Ни к селу ни к городу. Но она поняла.
- Если выберемся – обещаю. Думаю, мы успеем. Прежде чем ты уедешь.
====== Трасса Лазов-Каменское, 10-й км. Выйди вон ======
Он не взял бумажник; не хотелось тащить с собой что-то ещё, кроме чехла. Тихонов вообще не любил занятые руки, именно поэтому всегда выбирал рюкзак. Амелина шутила, что он и дедушкой будет ходить с ранцем, а он отфыркивался: мол, до дедушек ещё дожить надо.
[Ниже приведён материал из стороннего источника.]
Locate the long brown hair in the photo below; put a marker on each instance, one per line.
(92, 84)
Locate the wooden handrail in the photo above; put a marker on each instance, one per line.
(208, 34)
А сейчас гитара и так оттягивала плечи: в чехол пришлось вместить всё нужное на сутки. Футболка, ключи, паспорт и карточка на метро, мобильник. Он надеялся, Рогозина накормит его, когда он наконец вновь доберётся до этого треклятого безвильского дома.
Итак, мобильник, пачка печенья, расчёска – а вот для кошелька места не нашлось. Он просто засунул свёрнутую вчетверо сотенную в кожаный футлярчик, в котором таскал пропуск в ФЭС и проездной на метро. Можно бы с той же лёгкостью положить туда карту, но Иван об этом даже не подумал. Привык платить наличкой.
В общем, сотня в футлярчике, – на случай ЧП. Мало ли что. А уж когда он доберётся до Галины Николаевны, ему и вовсе ничего не страшно.
Какая ирония…
В длинном переходе на Павелецкой, как всегда, играла музыка. На этот раз – скрипач солидного вида, в летах, очень уверенный. Пиликал, прикрыв глаза, не глядя на толпу. Иван не любил таких. Подавая – неважно, нищему, скрипачу или богаделенке, – он всегда ловил реакцию: благодарность, жалкую улыбку, жадную улыбку, ворчание, зависть. А этот… снисхождение к прохожим, самоуверенность плещет сквозь прикрытые веки. Иван прошёл мимо.
А дальше, уже у самых ступеней на кольцевую, увидал парня с забинтованной ногой. Бинт был пропитан чем-то жёлтым, малоприятным на вид. Парень – небритый, серый, – держал в руках картонку. Что-то вроде «не хватает на операцию по пересадке костного мозга».
Тихонов прошёл было мимо, но вдруг остановился на середине лестницы, вытащил сотню и бросил в кепку грустного парня. Какова вероятность, что ему действительно нужна операция? Ноль процентов?.. Иван бросил бы меньше, если бы было. Но не рвать же сотенную.
Бросил и ускорил шаг, взлетел по лестнице, запрыгнул в предпоследний вагон. Двери с шипением захлопнулись за его спиной, едва не зажевав чехол. А он, без рубля в кармане, вдруг почувствовал себя совершенно беззащитным и каким-то беспанцирным перед московской подземкой.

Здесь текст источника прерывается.